I was able to attack the downhills and remain steady/fast on the straightaways, but I wasn't able to charge up the hills as much as I wanted.
Yet I still had a good race. Running 49 minutes still means I ran around a 7:50-per-mile pace. At altitude and over a tough course, that's pretty good. That got me somewhere in the top 3,500 out of 48,000 people entered. And I had a great time. It was nice to decompress these last wild two weeks.
But I do wonder if these little girls, along with the continued demand of Jayden, will ever prevent me from becoming an elite runner.
Then again, in the last half-mile, knowing that the race's toughest hill awaited, I was nearly spent.

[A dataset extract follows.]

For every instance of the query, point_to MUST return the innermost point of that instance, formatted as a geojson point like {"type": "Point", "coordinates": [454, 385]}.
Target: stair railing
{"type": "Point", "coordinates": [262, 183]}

I wondered where I would find the strength to finish.
And I looked down at my bib and saw Jayden's face and the mugs of the two little girls who became a part of my life last week.
Those girls cost me in today's race.
I suppose it's only fair, then, that near the end, looking at their faces gave me the strength I needed to bring it home.

3 comments:

slb159 said...

Since you're a mountain climber, I think you should have named them "Angelina" and "Andie".

Then you could have referred to them as "The Andes" ;)

Best of luck with the new world of wonders...and at the tables.

slb159 said...

Make that "Andelina" and "Andie"...whooops.

Gydyon said...

I hear ya -- our two take turns at that late evening neediness. Keep strong!